Friday, December 9, 2011

Arbitrators not strictly bound by Law or Equity

Nor-Man Regional Health Authority Inc. v. Manitoba Association of Health Care Professionals, 2011 SCC 59 holds that labour arbitrators are not legally bound to apply equitable and common law principles ― including estoppel ― in the same manner as courts of law.  Labour arbitrators  may properly develop doctrines and fashion remedies appropriate in their field, drawing inspiration from general legal principles, the objectives and purposes of the statutory scheme, the principles of labour relations, the nature of the collective bargaining process, and the factual matrix of the grievances of which they are seized.  The broad mandate of arbitrators flows from the broad grant of authority vested in arbitrators by collective agreements, statutes such as The Labour Relations Act (LRA), and from their distinctive role in fostering peace in industrial relations. This analysis may well apply in other administrative contexts as well as, perhaps, provate arbitrations.  The Court holds:

[44]                          Common law and equitable doctrines emanate from the courts. But it hardly follows that arbitrators lack either the legal authority or the expertise required to adapt and apply them in a manner more appropriate to the arbitration of disputes and grievances in a labour relations context.

[45]                          On the contrary, labour arbitrators are authorized by their broad statutory and contractual mandates ― and well equipped by their expertise ― to adapt the legal and equitable doctrines they find relevant within the contained sphere of arbitral creativity. To this end, they may properly develop doctrines and fashion remedies appropriate in their field, drawing inspiration from general legal principles, the objectives and purposes of the statutory scheme, the principles of labour relations, the nature of the collective bargaining process, and the factual matrix of the grievances of which they are seized.

[46]                          This flows from the broad grant of authority vested in labour arbitrators by collective agreements and by statutes such as the LRA, which governs here.  Pursuant to s. 121 of the LRA, for example, arbitrators and arbitration boards must consider not only the collective agreement but also “the real substance of the matter in dispute between the parties”. They are “not bound by a strict legal interpretation of the matter in dispute. And their awards “provide a final and conclusive settlement of the matter submitted to arbitration”.

[47]                          The broad mandate of arbitrators flows as well from their distinctive role in fostering peace in industrial relations (Toronto (City) Board of Education v. O.S.S.T.F., District 15, [1997] 1 S.C.R. 487, at para. 36; Parry Sound (District) Social Services Administration Board v. O.P.S.E.U., Local 324, 2003 SCC 42, [2003] 2 S.C.R. 157, at para. 17).

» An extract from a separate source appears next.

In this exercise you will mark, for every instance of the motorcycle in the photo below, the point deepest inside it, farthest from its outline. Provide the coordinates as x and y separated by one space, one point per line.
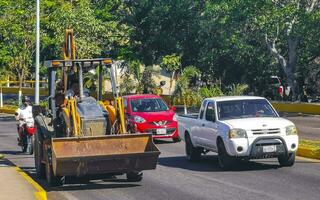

[48]                          Collective agreements govern the ongoing relationship between employers and their employees, as represented by their unions. When disputes arise — and they inevitably will — the collective agreement is expected to survive, at least until the next round of negotiations. The peaceful continuity of the relationship depends on a system of grievance arbitration that is sensitive to the immediate and long-term interests of both the employees and the employer.

[49]                          Labour arbitrators are uniquely placed to respond to the exigencies of the employer-employee relationship. But they require the flexibility to craft appropriate remedial doctrines when the need arises: Rigidity in the dispute resolution process risks not only the disintegration of the relationship, but also industrial discord.